――――――――回想


昨日の僕と同じように、自分は、でかい館の前まで来ていたのだ。


幼い頃の記憶なのに、紅魔館は、一つも変わっていなかった。


そして、門の前で見張りをしているメイリンも、同じように一つも老いてなく、居眠りをしていた。



自分は何も気にすることなく、好奇心というだけで、門を開き館の中へと入っていったのだ。


中ではパーティーが始まっており、たくさんの妖怪が来ていた。

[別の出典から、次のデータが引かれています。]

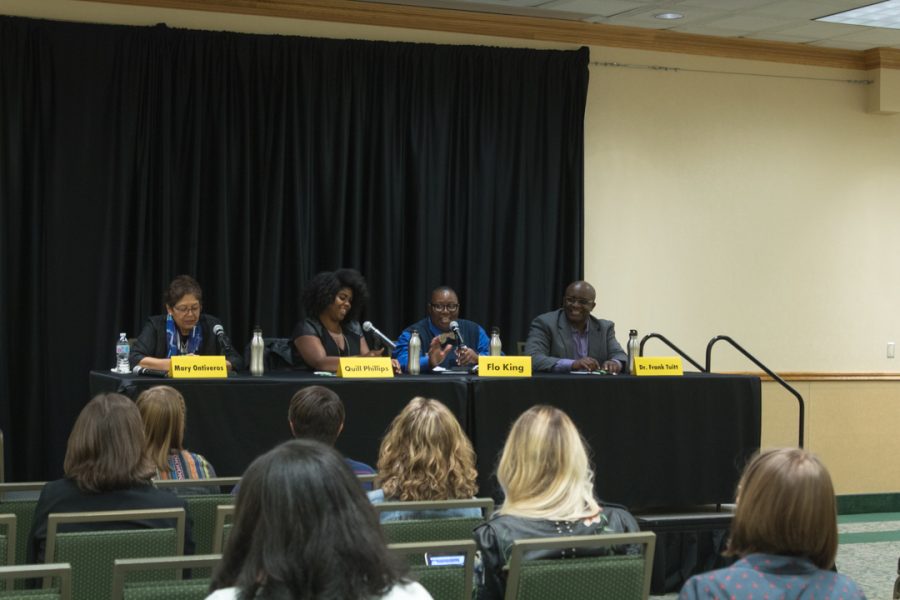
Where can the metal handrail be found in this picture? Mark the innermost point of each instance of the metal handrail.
(662, 338)
(768, 372)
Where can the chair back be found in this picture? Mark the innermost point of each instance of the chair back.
(202, 511)
(192, 588)
(224, 516)
(20, 499)
(613, 577)
(434, 527)
(445, 581)
(60, 572)
(91, 553)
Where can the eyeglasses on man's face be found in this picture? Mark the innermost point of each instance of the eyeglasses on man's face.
(183, 310)
(445, 307)
(579, 301)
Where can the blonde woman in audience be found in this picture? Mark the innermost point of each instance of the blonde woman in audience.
(163, 413)
(548, 485)
(106, 468)
(425, 455)
(785, 533)
(304, 529)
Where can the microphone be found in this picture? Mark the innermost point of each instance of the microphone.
(224, 342)
(367, 326)
(454, 327)
(145, 372)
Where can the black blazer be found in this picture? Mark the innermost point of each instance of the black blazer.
(152, 341)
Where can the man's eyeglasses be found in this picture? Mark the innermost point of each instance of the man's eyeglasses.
(183, 310)
(578, 301)
(445, 307)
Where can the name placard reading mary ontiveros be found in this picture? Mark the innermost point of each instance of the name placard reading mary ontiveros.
(206, 367)
(359, 366)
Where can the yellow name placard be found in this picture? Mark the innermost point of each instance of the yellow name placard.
(206, 367)
(504, 366)
(360, 366)
(657, 365)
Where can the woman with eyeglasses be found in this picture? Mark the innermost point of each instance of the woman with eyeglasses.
(183, 330)
(333, 301)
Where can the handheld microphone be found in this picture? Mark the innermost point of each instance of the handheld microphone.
(454, 327)
(224, 342)
(367, 326)
(145, 372)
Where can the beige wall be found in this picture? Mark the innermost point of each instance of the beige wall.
(763, 207)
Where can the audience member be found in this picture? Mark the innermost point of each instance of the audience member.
(425, 455)
(548, 483)
(106, 468)
(163, 412)
(304, 529)
(785, 533)
(570, 339)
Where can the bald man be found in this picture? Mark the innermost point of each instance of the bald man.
(570, 339)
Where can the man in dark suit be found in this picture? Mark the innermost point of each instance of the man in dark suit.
(570, 339)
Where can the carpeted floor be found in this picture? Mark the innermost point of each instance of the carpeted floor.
(868, 552)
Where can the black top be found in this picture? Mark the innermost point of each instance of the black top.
(152, 341)
(352, 335)
(63, 495)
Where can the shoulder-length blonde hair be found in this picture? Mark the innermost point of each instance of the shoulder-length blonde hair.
(162, 410)
(544, 469)
(425, 455)
(786, 505)
(106, 447)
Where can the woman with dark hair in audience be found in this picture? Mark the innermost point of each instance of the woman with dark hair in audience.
(106, 469)
(163, 413)
(304, 529)
(784, 531)
(182, 330)
(333, 302)
(425, 455)
(548, 483)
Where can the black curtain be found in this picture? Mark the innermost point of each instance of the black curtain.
(129, 155)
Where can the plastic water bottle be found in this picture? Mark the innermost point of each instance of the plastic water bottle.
(496, 344)
(415, 353)
(257, 345)
(123, 349)
(633, 349)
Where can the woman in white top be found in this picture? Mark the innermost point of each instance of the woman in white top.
(303, 528)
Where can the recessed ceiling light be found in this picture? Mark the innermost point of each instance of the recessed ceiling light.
(881, 14)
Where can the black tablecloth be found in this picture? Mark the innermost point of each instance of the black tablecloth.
(657, 441)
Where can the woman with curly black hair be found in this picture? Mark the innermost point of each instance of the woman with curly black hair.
(333, 303)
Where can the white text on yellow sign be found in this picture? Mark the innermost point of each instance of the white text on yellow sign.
(206, 367)
(504, 366)
(657, 365)
(359, 366)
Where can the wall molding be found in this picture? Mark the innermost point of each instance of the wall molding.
(536, 28)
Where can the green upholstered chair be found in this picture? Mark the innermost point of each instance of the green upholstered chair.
(91, 553)
(224, 516)
(8, 535)
(59, 576)
(444, 582)
(20, 499)
(435, 529)
(202, 511)
(614, 577)
(171, 589)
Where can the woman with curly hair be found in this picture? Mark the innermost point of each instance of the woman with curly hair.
(425, 455)
(333, 302)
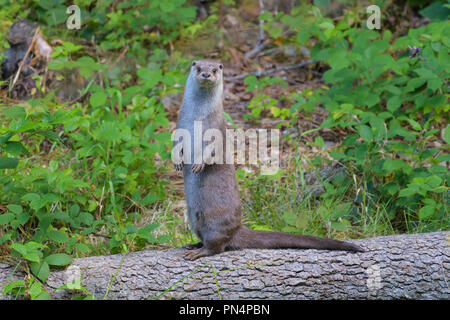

庭師のメイリンが、門の前で見張りをしている理由がわかった気がした。



なぜか、自分は誰にも捕まることなく、館の中を走り回っていた。



そして、ある廊下。


「あら・・・?こんなところにチビっ子がいる」


紫色の髪に、紫(ゆかり)と同じような帽子・・・レミリアだ。


「に、人間だわ・・。こんなところに人間の子供がいたら、すぐに食べられてしまう」


服の首を手で自分ごと持ち上げて、レミリアがそう言った。


「あなた・・・名前は?」


「あまた・・・あるじ。お姉さんは?」


その一言で、レミリアの眉間にシワが寄った。


「天田・・・あの天田ね・・・。だったら、ここで殺すべきかしら?」


「お姉さん、名前は?」


自分は殺されようとしているのにもかかわらず、他人の名前を気にしていた。


「ま、最後の願いを叶えてあげるわ」


先ほどと同じように、一つ間をあけて


私は、レミリア・スカーレット。この館で、一番偉い人の名前よ」


それだけなのに、幼い自分は満面の笑みを浮かべて


「じゃあ、あだ名はレミーだねぇ」


無邪気な自分に、僕はハラハラしていた。



「殺される寸前なのに・・・・そんなのうのうとしていられるなんて、人間の子供は脳みそがないのかしら」


言っている事がわからないのか、首をかしげた。


今すぐにでも助けに行きたいところだが、そんなこともできず、僕はただ、見ているだけだ。


「ふん、私に殺されるより、フランに壊されたほうが、良さそうね・・・」


フラン・・・?さっき、レミリアが言っていた・・・・・・あのフラン・・!?


不気味な笑みを浮かべて、自分を片手に、パーティー会場を通り過ぎて、重たい扉を開いた。


―――――――そこで、僕の記憶は途切れてしまった。


多分、レミリアとの出会いの記憶だけで、続きは、別のキーワードで思い出すんだ・・。


「主?聞いてるの?」


「ぇ・・?あ、ごめん・・聞いてなかった」


「アハハッ」と簡単にごまかして、もう一度話を戻してくれた。


「ま、そんな重要なことじゃないけど、あんた、今恋人いるの?」


「え・・・・?い、いないけど・・・。どういう意味だ?」


レミリアが一つ溜息をつく。


「覚えてないならいいけど・・・」


・・・・まぁいいや。僕はそんなことより、記憶の続きが気になる。多分だが、この館から、地下へと続く、あの重たい扉の前にくれば・・!


「レミー!僕、ちょっと、地下へ行って来る」


少し、冗談を混ぜてみた。


「レ・・・レミー!?あなた、本当におぼえ・・」


返答も聞かず、僕はベランダから走り去った。




「レミー・・・。なんか、すごく懐かしいように思えるわ。十五年ぶり」


「何があったの?」


「色々よ。私、主を殺す気まんまんだったからなぁ・・・十年前の数時間までは」




end


レミーのおいしいレストランが始まるよ。